Juicio de la Corrupción, páginas 61-65
Después de varias audiencias, finalmente se dictó un veredicto sobre Kayo Sudou.
Los visitantes, el fiscal, el secretario, los guardias, la acusada y el juez principal.
En esta sala donde todos estaban reunidos, Gallerian se puso de pie.
—Bien, entonces… daré mi veredicto.
Su rostro parecía más severo que de costumbre. En contraste con las expresiones no afectadas de los que le rodeaban.
«-De todos modos será la pena de muerte, ¿no?»
Esa era la impresión que se percibía en toda la sala.
—Mi veredicto. Declaro a la acusada, Kayo Sudou-
Una sola gota de sudor rodó por la sien de Gallerian.
—-Inocente.
En el instante en que declaró esa palabra, el ambiente relajado del tribunal cambió a caos en un instante.
—¿Qué… qué ha dicho?
—¡Esto es indignante!
—¿En qué está pensando este juez?
En medio del alboroto, sólo Kayo permanecía de pie con una sonrisa serena en su rostro.
Era como si hubiera esperado que las cosas salieran así.
Gallerian golpeó el mazo.
—¡Silencio!
Pero la conmoción no cesó.
Las cosas sólo lograron calmarse después de que él golpeara el mazo dos veces más.

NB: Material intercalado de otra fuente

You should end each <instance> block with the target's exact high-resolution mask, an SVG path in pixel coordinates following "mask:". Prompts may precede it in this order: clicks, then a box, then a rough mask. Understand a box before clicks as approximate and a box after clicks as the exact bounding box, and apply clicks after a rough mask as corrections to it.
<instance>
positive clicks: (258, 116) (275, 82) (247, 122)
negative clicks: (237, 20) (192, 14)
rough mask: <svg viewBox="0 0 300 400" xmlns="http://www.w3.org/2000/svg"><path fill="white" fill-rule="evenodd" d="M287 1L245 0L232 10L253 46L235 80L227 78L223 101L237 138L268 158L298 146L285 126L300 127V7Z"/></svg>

—Voy a explicar el razonamiento de mi veredicto. -Todas las pruebas de la acusación son circunstanciales, por lo que me veo obligado a concluir que son de sospechosa credibilidad. Por ejemplo, en lo que se refiere a ese rayo que hirió gravemente a las dos víctimas, la acusación no ha aportado ninguna prueba sustancial de que haya sido realizado por la acusada. Ese día llovía, y dado que las víctimas fueron heridas fuera de la mansión es perfectamente plausible que fueran alcanzadas por un rayo natural. Además…
Mientras Gallerian intentaba seguir hablando, el fiscal empezó a gritar enfadado:
—¡Idiota! ¡Crees que podrás salir impune por emitir este veredicto! Esto es una clara traición a la Oficina de la Estrella Oscura y a la Policía Mundial…

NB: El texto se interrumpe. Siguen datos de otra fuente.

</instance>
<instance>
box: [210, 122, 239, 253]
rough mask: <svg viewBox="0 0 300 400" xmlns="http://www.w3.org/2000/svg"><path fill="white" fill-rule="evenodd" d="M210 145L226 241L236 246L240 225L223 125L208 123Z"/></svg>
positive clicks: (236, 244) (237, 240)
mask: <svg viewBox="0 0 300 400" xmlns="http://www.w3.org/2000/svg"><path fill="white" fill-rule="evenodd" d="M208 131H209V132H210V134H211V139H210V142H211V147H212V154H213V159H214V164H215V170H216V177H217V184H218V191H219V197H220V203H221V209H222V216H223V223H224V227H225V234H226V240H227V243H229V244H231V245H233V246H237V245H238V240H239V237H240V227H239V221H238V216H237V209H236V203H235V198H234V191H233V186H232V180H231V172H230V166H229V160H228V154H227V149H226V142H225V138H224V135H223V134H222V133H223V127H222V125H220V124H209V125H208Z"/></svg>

—La fiscalía hará el favor de guardar silencio. Si continúa con esta perturbación, haré que lo saquen del tribunal.
—¡Hazlo! ¡Hazlo, si crees que puedes! El hecho de que un novato como usted sirva como juez principal en primer lugar-
—Guardias. Por favor, desalojen al fiscal.
Pero los guardias de la sala apenas se movieron para mover un dedo, ellos también parecían sacudidos por el procedimiento.
Sólo uno de ellos se acercó rápidamente al fiscal.
—Será sacado del tribunal según las órdenes del juez principal. Por aquí, señor.
Cuando el fiscal trató de resistirse, el guardia le inmovilizó los brazos a la espalda y comenzó a obligarle a salir de la sala.
Justo al llegar a la puerta, el guardia hizo un rápido guiño a Gallerian.
Fue en ese momento cuando se dio cuenta por primera vez de quién era realmente ese guardia.
—¿Tony?
Era su antiguo compañero de habitación, Tony Ausdin.
—¿Te das cuenta ahora, eh? Parece que por una vez estás tan tenso que no puedes ver lo que pasa a tu alrededor, ja, ja.
—¿Qué haces aquí?
—El mismo Gallerian de siempre. No tenía ni idea de que iba a presenciar escenas tan interesantes como esta trabajando a tiempo parcial como guardia de seguridad.
—A tiempo parcial… no creo que te falte dinero…
—En realidad, mis padres finalmente me cortaron la asignación gracias a que no me gradué en la universidad. Ahora tengo que ganarme mis propios fondos.
—…
—Bueno, entonces, ¡buena suerte!
Tras decir eso, Tony desapareció fuera con el fiscal a cuestas.
—… Erm… seguiré explicando mi veredicto.
Pero la sala del tribunal había vuelto a caer en el caos. Gallerian tuvo que golpear su mazo varias veces más para calmarlos.